The Finch Collection: 156K trajectories, 371 tasks, 10 domains
Optimization training data is hard to synthesize, so we source 371 seed tasks from 10 existing benchmarks — each requiring nontrivial search, with a deterministic continuous-score evaluator — and harvest the search itself. The construction pipeline runs in three stages:

- Seed task collection — 371 tasks across 10 domains, led by competitive programming (172) and numerical algorithm optimization (47), chosen to require real search rather than ground-truth matching.
- Trajectory collection — OpenEvolve with a Qwen3.5-397B-A17B teacher runs each task under diff-edit and full-rewrite strategies, yielding 172,997 raw trajectories.
- Filtering & labeling — removing systematic errors, hard-negative breakages, and overlong inputs retains 90.6%, then labels each trajectory by its score delta.
Of the filtered trajectories, 39.4% improve the parent, 19.2% leave it unchanged, and 41.3% regress — supplying both imitation and preference (good-vs-bad) signal. The collection is balanced across languages (68.5% Python / 31.5% C++) and strategies (50.3% diff-edit / 49.7% full-rewrite). We fine-tune the Qwen3.5 (2B/4B/9B) and Qwen3-8B bases via full SFT on improved trajectories from 355 tasks (16 held out), producing the Finch family.

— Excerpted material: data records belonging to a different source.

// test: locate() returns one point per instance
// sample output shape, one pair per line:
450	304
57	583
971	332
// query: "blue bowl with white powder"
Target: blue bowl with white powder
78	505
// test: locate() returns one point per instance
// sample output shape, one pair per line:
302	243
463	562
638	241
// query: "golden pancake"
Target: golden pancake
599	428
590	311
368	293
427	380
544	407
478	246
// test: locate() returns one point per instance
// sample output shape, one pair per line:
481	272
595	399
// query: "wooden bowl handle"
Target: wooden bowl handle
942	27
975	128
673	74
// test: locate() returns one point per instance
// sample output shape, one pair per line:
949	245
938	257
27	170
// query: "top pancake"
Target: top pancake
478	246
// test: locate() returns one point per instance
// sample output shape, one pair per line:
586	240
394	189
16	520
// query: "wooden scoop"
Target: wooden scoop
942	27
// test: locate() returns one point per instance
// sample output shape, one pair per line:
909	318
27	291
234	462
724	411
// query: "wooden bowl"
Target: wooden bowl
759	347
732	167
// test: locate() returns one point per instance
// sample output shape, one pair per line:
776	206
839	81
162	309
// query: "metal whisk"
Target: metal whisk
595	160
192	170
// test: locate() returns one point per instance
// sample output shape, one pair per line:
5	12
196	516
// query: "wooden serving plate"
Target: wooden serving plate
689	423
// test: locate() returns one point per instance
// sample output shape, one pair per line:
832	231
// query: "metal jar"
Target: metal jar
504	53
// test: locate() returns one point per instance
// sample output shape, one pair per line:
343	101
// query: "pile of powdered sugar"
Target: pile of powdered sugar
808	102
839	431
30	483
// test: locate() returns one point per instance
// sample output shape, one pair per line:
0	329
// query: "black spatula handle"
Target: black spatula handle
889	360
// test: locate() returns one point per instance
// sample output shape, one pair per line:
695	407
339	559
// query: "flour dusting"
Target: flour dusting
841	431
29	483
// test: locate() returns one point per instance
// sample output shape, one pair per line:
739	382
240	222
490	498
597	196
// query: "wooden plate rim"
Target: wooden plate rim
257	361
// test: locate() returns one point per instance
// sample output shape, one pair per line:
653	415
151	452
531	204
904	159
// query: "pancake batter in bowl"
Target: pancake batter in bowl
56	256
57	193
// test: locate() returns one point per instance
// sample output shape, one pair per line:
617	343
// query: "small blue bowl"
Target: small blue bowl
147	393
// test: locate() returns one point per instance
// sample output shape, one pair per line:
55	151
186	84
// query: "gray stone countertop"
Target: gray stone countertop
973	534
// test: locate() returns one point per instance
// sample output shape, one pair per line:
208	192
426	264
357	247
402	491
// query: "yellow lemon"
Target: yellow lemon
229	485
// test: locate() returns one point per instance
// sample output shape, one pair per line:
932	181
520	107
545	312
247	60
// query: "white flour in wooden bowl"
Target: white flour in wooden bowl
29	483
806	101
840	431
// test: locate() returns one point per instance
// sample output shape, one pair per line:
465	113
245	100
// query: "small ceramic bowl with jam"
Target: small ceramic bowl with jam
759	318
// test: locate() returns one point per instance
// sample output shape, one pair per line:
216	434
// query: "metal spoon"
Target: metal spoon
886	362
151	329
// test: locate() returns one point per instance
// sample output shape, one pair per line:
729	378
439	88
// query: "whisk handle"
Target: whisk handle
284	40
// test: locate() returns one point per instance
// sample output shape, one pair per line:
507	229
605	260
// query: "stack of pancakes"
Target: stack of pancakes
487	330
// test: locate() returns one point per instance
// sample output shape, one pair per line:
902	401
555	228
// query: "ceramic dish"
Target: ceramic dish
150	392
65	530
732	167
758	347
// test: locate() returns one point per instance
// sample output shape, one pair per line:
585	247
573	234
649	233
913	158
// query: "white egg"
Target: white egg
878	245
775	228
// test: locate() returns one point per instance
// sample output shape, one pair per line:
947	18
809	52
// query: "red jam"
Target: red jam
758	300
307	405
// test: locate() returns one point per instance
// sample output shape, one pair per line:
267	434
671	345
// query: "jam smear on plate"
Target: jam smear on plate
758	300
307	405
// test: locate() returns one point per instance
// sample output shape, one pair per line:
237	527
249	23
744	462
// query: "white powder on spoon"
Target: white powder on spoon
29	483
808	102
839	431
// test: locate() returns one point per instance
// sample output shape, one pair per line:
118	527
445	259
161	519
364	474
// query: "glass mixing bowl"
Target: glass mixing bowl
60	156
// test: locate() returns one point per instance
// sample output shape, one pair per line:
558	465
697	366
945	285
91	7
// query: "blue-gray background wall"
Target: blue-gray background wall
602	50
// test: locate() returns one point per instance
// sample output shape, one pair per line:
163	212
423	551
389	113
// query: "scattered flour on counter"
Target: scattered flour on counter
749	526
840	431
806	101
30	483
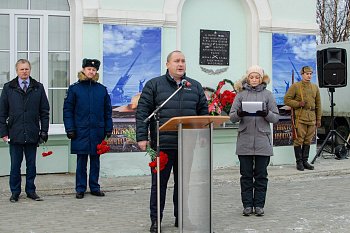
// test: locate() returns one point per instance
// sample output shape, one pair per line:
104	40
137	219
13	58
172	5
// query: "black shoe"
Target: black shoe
14	197
79	195
300	166
34	196
308	166
259	211
98	193
247	211
154	227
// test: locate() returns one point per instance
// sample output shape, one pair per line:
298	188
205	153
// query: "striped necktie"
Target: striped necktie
25	86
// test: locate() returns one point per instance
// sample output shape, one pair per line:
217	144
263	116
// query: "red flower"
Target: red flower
103	147
218	101
44	154
163	160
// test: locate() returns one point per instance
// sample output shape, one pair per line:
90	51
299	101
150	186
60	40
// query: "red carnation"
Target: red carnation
163	160
103	147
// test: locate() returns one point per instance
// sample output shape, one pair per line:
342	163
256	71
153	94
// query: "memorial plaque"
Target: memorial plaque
214	47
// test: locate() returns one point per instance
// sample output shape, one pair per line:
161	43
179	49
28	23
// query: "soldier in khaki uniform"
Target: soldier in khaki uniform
304	98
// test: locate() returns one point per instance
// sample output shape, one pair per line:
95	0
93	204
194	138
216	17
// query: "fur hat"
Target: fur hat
255	69
306	69
91	63
241	82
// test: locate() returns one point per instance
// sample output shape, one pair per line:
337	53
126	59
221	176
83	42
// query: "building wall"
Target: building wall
250	22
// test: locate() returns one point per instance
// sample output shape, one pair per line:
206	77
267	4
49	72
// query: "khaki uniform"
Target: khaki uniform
307	116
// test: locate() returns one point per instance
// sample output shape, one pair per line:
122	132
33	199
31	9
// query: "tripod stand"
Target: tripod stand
332	132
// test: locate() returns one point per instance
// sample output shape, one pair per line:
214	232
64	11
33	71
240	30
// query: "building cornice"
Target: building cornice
129	17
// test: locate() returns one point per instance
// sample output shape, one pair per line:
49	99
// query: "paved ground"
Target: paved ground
309	201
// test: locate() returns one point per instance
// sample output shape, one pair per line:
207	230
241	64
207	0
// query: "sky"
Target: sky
121	46
291	52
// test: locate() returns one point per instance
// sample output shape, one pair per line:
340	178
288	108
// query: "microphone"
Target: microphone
185	83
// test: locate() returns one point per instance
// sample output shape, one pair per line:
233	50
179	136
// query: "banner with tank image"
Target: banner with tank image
131	57
290	52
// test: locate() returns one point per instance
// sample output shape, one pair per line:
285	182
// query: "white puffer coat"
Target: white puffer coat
254	133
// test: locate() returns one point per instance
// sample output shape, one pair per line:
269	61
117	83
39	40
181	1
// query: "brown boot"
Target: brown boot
298	158
305	157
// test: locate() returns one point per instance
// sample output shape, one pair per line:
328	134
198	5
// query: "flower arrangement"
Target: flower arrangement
163	157
45	152
103	147
218	101
163	160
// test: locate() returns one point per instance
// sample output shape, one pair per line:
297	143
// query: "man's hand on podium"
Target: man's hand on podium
142	144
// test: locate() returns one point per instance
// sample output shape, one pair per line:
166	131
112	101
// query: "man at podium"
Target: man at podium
189	101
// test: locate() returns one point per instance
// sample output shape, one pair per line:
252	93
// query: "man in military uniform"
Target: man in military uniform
304	98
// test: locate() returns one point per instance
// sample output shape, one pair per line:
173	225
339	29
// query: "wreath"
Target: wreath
217	101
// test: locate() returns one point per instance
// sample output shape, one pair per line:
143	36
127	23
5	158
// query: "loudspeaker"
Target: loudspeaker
332	67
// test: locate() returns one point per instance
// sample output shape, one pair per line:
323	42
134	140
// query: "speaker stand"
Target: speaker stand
331	134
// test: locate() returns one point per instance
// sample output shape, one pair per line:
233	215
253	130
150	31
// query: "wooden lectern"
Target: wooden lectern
195	166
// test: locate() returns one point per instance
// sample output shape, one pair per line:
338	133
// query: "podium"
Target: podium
195	167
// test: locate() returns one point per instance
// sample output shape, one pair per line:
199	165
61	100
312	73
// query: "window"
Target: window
38	30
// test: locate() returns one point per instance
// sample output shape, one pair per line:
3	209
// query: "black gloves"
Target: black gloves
43	137
241	113
71	135
262	113
108	134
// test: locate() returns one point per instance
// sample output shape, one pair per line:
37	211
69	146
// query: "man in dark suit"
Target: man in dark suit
24	122
189	101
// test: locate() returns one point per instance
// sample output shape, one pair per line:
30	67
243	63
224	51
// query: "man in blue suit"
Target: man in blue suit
87	116
24	122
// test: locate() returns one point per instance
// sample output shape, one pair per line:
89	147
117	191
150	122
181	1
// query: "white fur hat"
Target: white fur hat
255	69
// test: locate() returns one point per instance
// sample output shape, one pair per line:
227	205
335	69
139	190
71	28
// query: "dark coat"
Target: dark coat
190	101
87	111
23	114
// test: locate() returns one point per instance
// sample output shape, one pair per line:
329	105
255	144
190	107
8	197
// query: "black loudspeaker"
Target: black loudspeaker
332	67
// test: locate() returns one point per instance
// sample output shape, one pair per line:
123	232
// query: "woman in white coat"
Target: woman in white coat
254	141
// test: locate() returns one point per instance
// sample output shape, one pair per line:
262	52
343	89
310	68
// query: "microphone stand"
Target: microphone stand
155	114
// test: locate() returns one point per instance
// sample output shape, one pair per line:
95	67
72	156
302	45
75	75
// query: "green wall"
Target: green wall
206	14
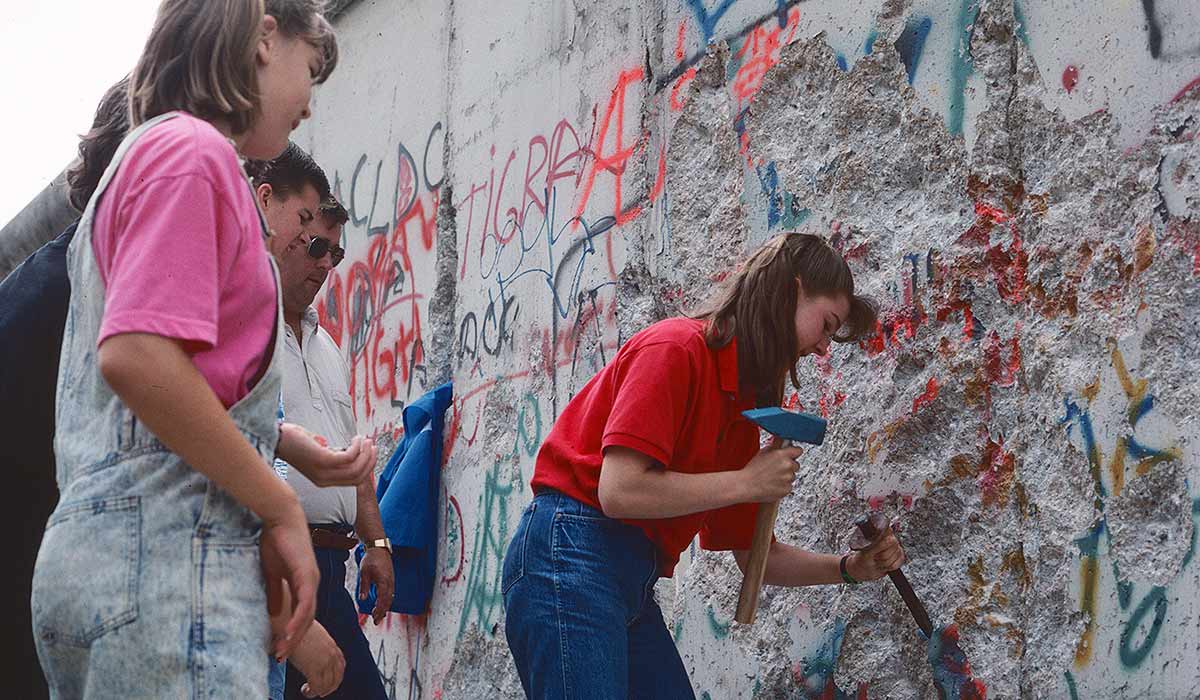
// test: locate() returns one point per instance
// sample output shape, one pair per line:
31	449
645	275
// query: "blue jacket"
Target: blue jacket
408	503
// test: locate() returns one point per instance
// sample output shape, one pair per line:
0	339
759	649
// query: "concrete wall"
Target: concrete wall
1014	181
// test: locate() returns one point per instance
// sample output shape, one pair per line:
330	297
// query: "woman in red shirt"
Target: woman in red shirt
654	450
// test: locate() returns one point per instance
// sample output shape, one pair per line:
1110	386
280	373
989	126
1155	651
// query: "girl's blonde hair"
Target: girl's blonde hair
199	57
756	305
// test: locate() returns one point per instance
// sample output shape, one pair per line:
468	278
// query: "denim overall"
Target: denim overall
148	582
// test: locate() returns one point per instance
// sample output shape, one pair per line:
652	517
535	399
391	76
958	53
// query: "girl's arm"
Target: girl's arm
792	566
635	486
161	386
317	654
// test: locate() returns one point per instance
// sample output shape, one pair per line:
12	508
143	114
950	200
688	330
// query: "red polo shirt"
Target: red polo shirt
667	395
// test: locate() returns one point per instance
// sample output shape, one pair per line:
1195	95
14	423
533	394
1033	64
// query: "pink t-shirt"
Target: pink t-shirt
180	247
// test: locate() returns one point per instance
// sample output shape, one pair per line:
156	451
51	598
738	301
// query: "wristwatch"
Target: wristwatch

Results: cross-task discovery generalization
Used as a mutation operator inside test-time search, Finch beats its base models across 22 held-out tasks by +10.22% on average — and lets small models rival non-EFT models twice their size. Gains reach +290% on ahc058 and +74% on Transaction, and Finch-4B reaches 0.3865 on the Erdős minimum-overlap problem, comparable to Qwen3-8B's 0.4036 (lower is better) at half the size.
- Test-time search — Finch lifts the held-out average at every scale, up to +10.24% at 9B, and matches strong proprietary operators (Claude-Opus-4.6, Gemini-3-Pro, GPT-5) on several metrics with a far smaller open backbone.
- Offline RL (KTO) — further training Finch on improved + regressed trajectories teaches it to tell good solutions from bad; Finch-8B + KTO surpasses the best human score on two algorithm-engineering metrics.
- Online RL (test-time RL) — as the policy inside nanodiscover, Finch-8B matches state-of-the-art on both circle-packing tasks (n=26 & n=32) and edges out the Qwen3-8B base on the Erdős problem.
- Positive task-scaling — as the Finch Collection grows from 15 to 355 training tasks, held-out performance rises monotonically, an average +14.1% improvement that shows the gains come from task diversity rather than any single task.

Why it matters
EFT serves as a practice phase for general-purpose discovery agents that doesn't solve new problems from scratch. By moving discovery skill out of the scaffold and into the model, a single small open-source LLM can plug into test-time search with frozen weights or be further adapted by test-time RL — turning search compute that was once discarded into a reusable, transferable discovery skill. The paper, code, the Finch Collection dataset, and the Finch model family are all publicly available.